New York Times: The Pandemic’s Big Mystery: How Deadly Is the Coronavirus?
“More than six months into the pandemic, the coronavirus has infected more than 11 million people worldwide, killing more than 525,000. But despite the increasing toll, scientists still do not have a definitive answer to one of the most fundamental questions about the virus: How deadly is it? … The figure, usually called the infection fatality rate, could tell health officials what to expect as the pandemic spreads to densely populated nations like Brazil, Nigeria and India. … On Thursday, after the World Health Organization held a two-day online meeting of 1,300 scientists from around the world, the agency’s chief scientist, Dr. Soumya Swaminathan, said the consensus for now was that the I.F.R. is about 0.6 percent — which means that the risk of death is less than 1 percent…” (McNeil, 7/4).
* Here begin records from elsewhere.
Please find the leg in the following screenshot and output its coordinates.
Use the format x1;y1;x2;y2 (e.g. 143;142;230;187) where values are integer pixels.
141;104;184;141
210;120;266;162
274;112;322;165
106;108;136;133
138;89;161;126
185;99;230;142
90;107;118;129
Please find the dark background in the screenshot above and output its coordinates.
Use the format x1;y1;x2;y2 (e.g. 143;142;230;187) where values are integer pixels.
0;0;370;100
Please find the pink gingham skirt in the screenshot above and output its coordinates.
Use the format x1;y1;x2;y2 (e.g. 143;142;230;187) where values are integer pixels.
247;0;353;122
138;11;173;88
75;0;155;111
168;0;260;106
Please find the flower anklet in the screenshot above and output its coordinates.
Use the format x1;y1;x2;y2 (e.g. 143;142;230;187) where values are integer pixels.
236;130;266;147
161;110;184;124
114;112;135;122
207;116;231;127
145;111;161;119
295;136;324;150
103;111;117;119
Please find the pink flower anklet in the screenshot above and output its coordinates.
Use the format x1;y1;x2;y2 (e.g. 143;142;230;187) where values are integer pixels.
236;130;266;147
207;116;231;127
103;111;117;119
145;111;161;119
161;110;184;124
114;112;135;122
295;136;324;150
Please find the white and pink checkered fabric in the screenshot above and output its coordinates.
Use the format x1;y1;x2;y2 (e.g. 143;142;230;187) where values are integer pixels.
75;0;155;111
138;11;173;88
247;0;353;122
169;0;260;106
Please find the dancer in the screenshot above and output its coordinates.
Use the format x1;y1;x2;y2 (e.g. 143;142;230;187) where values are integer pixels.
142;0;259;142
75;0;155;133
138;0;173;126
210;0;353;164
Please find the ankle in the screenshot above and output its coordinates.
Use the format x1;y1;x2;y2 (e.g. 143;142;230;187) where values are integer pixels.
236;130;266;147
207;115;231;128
Washington Post: Coronavirus will undermine trust in government, ‘scarring body and mind’ for decades, research finds
“Two new working papers present complementary data showing that the coronavirus pandemic will leave a deep psychological scar on the nation for years to come. The first, led by Julian Kozlowski of the Federal Reserve Bank of St. Louis, finds that the experience of the coronavirus and ensuing recession could make people and businesses less likely to resume their previous spending and investment patterns, which would have an extended stunting effect on economic growth. The second, led by Cevat Giray Aksoy of the European Bank for Reconstruction and Development, finds that people who endure a pandemic in young adulthood tend to be more distrustful of government institutions for the rest of their lives, an outcome that makes it more difficult for governments to effectively respond to future pandemics…” (Ingraham, 7/5).